While the popular mentality has shifted over the past couple of decades to recognise if not admire entrepreneurs, economic theory has largely ignored them according to The Economist's article Searching for the invisible man. And who would know better than The Economist?

Many people bicker over the definition of entrepreneurship, but the literal translation The Economist cites is quite satisfying.

Translated literally, entrepreneur means one who undertakes—one of life's doers. To start a firm you need gumption, and to succeed you need an eye for a gap in the market. That in turn demands alertness, as Israel Kirzner, of New York University (NYU), has pointed out. But it does not always demand much originality or power of invention. The fresh-born firm may be a mere clone of another one in a neighbouring town.

Replace the word town with country, and that last sentence is pretty close to Fabrice Grinda's international idea arbitrage concept.

The article focuses on the distinction in innovation between incremental improvements (making a slightly better version of what's already out there) and "discontinuous breakthroughs" (they cite the incandescent lamp, alternating electric current or the jet engine as examples). Through seemingly only large corporations would have resources and R&D budgets to make breakthrough innovations, the article points out that most come from entrepreneurs.

Why? The article gives two reasons:

The first explanation seems paradoxical. Breakthroughs are, by definition, more difficult than routine innovations. Surely, they should be beyond the meagre means of the independent entrepreneur? But as Mr Baumol points out, building the Kitty Hawk was much cheaper, and less complicated, than upgrading the Boeing 737 to the 747. Genuinely new ideas are often breathtakingly simple. They grow more elaborate as improvements and modifications are laid on top of them. If you are the first to discover a tree, you get to pick the lowest-hanging fruit.

The second explanation is more intuitive. Revolution is a risky endeavour. Of 1,091 Canadian inventions surveyed in 2003 by Thomas Astebro, of the University of Toronto, only 75 reached the market. Six of these earned returns above 1,400%, but 45 lost money. A rational manager will balk at such odds. But the entrepreneur answers to his own dreams and demons. Mr Baumol thinks a “touch of madness” is probably one of the chief qualifications for the job.

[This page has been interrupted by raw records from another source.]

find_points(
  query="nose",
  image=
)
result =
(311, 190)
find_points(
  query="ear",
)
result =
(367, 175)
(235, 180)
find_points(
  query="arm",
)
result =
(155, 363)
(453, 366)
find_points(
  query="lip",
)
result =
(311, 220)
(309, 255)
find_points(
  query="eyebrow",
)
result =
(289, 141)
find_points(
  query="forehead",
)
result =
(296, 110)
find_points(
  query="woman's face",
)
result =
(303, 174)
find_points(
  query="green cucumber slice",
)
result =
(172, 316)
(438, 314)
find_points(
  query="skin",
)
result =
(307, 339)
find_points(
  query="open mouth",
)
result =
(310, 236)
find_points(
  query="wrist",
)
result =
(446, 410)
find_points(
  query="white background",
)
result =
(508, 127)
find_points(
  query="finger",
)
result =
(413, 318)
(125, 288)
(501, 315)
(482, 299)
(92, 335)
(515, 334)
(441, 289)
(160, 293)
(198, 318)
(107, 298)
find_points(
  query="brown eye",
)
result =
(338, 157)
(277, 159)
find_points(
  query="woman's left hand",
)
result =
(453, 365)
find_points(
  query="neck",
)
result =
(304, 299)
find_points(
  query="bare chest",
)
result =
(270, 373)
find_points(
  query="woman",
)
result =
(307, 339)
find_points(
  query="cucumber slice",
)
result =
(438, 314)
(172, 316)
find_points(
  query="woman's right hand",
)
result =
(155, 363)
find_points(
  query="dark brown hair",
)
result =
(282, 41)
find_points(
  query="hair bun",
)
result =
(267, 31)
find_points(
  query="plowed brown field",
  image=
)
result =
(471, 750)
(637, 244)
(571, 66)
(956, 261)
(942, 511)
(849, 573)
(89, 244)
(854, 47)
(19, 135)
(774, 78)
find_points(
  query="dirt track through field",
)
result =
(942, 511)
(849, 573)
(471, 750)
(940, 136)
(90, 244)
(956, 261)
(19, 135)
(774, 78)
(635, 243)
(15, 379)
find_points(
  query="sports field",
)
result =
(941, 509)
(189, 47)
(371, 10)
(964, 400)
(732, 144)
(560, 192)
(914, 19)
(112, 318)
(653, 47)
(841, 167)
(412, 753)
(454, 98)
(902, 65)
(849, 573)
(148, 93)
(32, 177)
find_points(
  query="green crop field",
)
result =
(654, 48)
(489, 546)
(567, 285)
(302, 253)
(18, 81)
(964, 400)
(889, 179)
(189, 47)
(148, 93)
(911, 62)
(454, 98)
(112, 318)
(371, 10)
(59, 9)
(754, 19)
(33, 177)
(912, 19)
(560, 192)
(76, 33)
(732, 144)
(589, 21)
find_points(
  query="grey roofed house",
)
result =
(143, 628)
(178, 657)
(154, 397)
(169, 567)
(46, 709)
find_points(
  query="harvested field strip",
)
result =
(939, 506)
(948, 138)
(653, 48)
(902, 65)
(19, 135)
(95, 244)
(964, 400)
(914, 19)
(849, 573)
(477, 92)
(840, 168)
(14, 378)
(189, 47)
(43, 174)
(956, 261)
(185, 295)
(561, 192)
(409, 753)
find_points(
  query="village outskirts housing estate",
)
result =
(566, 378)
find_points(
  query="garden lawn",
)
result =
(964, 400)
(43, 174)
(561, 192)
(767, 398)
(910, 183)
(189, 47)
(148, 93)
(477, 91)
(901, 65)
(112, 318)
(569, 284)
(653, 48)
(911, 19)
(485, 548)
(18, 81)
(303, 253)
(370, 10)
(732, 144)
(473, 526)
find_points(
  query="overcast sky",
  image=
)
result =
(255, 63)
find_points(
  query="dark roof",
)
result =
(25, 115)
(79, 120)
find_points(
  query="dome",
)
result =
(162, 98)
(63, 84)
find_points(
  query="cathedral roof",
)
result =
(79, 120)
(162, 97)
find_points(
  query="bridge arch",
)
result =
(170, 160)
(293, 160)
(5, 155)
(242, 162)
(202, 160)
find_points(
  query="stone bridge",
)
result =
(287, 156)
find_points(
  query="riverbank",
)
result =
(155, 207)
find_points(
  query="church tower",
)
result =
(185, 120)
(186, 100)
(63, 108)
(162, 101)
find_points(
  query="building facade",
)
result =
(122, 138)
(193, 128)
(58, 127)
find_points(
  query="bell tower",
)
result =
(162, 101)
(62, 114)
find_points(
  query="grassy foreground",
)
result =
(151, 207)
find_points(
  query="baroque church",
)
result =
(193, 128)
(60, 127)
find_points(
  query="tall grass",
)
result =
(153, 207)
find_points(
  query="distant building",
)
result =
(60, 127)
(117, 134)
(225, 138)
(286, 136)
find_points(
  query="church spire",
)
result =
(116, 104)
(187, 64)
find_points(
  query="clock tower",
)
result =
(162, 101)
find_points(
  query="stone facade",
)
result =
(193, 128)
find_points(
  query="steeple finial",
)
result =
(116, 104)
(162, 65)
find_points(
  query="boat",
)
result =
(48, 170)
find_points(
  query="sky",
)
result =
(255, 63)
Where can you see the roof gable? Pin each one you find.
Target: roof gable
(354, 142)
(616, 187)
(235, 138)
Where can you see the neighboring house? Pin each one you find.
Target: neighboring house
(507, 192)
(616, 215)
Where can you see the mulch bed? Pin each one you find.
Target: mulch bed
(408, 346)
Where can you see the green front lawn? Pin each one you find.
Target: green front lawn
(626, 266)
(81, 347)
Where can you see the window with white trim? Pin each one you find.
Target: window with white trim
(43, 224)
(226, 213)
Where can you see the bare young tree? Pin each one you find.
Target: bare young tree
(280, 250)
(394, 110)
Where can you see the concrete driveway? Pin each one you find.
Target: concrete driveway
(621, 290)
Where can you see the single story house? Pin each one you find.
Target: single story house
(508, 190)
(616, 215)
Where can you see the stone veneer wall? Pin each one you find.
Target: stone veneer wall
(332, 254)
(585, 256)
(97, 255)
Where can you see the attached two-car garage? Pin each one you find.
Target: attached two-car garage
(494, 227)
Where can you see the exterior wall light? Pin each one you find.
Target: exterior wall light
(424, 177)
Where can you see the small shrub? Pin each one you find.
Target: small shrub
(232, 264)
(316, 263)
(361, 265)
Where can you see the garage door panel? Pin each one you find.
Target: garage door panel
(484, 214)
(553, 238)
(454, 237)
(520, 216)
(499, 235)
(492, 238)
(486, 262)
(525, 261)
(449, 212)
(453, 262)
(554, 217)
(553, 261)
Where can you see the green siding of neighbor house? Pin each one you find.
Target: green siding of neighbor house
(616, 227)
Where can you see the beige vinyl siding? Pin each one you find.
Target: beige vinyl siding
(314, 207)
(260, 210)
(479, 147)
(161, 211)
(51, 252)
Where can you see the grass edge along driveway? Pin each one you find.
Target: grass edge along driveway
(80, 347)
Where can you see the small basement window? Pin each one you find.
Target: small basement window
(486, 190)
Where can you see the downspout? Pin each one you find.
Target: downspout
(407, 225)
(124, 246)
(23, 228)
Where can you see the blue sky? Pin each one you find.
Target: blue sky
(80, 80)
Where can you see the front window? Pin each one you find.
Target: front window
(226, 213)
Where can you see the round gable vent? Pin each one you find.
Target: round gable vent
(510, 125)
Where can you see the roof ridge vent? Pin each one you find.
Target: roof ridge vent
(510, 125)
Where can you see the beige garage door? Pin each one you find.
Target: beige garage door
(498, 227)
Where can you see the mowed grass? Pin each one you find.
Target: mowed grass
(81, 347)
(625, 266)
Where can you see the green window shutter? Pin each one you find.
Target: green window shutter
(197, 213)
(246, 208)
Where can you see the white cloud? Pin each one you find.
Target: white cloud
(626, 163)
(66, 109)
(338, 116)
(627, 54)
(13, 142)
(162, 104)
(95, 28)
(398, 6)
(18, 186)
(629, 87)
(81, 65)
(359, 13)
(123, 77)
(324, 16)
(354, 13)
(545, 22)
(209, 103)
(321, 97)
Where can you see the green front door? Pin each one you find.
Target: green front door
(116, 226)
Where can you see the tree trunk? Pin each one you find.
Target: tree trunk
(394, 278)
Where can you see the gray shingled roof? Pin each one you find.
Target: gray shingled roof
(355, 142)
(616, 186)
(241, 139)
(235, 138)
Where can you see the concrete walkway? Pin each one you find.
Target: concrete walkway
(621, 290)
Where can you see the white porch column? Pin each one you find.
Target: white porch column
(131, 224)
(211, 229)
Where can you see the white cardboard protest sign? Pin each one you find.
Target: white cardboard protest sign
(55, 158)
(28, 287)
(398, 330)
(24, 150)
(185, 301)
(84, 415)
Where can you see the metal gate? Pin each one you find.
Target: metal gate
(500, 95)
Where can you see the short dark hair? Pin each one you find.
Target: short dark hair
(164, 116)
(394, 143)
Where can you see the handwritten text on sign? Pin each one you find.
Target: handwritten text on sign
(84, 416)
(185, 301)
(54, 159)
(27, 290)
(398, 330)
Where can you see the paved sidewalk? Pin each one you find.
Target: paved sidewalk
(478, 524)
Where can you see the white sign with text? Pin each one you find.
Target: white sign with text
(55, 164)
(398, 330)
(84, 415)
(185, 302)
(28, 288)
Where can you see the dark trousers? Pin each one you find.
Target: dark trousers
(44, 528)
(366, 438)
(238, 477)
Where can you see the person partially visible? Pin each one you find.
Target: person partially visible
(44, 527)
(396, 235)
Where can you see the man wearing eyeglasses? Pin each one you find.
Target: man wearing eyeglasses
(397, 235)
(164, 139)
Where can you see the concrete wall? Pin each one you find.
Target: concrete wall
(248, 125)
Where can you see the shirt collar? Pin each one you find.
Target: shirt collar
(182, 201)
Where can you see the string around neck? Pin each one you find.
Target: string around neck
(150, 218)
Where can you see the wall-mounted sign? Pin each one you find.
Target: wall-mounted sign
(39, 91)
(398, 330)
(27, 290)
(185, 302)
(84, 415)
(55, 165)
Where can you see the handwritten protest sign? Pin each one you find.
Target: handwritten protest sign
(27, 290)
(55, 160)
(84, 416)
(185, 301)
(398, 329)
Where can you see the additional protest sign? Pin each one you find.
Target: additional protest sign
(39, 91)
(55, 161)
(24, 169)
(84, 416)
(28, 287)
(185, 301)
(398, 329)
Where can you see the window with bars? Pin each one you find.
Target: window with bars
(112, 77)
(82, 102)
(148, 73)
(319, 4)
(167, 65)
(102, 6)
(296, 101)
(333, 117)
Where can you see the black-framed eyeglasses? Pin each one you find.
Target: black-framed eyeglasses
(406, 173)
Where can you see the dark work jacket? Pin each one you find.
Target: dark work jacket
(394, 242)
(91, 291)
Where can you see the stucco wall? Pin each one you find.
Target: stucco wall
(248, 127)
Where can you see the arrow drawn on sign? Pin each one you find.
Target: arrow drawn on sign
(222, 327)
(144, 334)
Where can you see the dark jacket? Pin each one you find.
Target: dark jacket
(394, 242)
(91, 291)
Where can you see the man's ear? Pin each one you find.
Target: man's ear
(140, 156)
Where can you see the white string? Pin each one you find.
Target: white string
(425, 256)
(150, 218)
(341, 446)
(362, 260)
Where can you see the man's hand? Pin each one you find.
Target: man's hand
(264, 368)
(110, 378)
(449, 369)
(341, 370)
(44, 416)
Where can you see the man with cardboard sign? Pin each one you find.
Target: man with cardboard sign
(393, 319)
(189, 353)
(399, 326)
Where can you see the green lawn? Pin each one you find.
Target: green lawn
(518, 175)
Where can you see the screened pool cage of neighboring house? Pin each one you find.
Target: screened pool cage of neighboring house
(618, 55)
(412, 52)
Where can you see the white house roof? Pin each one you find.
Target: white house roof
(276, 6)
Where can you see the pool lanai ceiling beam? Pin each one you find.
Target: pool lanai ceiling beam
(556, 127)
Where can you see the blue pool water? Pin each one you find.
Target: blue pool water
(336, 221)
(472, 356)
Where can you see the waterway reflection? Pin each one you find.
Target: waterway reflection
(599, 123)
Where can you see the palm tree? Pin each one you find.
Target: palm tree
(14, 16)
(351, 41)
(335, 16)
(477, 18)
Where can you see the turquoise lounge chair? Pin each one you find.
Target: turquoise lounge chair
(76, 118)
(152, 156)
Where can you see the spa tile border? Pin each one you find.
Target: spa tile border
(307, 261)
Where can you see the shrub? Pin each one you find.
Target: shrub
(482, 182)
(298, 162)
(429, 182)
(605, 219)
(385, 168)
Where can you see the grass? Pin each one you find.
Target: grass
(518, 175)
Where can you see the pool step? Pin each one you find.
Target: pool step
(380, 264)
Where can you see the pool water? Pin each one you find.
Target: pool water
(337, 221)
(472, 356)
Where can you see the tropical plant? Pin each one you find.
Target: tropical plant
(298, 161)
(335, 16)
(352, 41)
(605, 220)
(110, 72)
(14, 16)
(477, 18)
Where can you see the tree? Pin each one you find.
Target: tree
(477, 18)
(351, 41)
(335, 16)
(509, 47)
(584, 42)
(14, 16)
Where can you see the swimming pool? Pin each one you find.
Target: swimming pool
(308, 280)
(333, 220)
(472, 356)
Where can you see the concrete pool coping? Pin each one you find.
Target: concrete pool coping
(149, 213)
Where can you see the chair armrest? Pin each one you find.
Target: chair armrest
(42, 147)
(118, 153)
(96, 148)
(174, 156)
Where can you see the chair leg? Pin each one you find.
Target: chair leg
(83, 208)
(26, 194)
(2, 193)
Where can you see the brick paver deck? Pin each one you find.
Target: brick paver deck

The first reason, that simplicity defies established companies, would surely be appreciated by Jason Fried. The second reason, that entrepreneurs are irrational, seems like a fine explanation too as evidenced by the many guests we've had on this show who've shunned high-paying and stable career options in favor of startups (of course, their irrationality is up for debate after they succeed).

I think the article missed one reason: That many breakthrough innovations are disruptive. A disruptive business can grow by making one dollar for every five it takes from its antiquated competitors. Craigslist only makes tiny amount of money (if any) on users who would otherwise spend a lot of money with a newspaper. The same relationship exists between TerraCycle and Miracle-Gro, and John Bogle's index funds and traditional high-expense ratio mutual funds. Disruptive innovations are on the side of the angels, better for consumers and will ultimately defeat their fat targets.

Why would a profitable corporation want to make a disruptive breakthrough? And if they did make such a discovery, fear would likely keep them from bringing it to market. In fact, Xerox PARC made many breakthroughs such as the mouse and advanced graphical user interfaces. It didn't have an incentive to cannibalize its dominant paper copy business, so it didn't put much effort into spreading those innovations. Steve Jobs had nothing to lose from building products on those innovations (except for the long-term health of one of his investors, Xerox, but that didn't matter to him), and ultimately computers progressed to the point that fewer paper copies were needed.

Similarly, I imagine that newspapers would not have developed Craigslist had they thought of it first (even if such a site was inevitable), Miracle-Gro would not brew TerraCycle had they thought of it and high-expense ratio mutual funds would not have organized the first index fund.

Entrepreneurs don't only have an edge because they're crazier and can come up with simpler solutions. Established players are made great because of large profit margins and don't want even their own disruptive breakthroughs to eliminate those margins. That's the entrepreneur's job.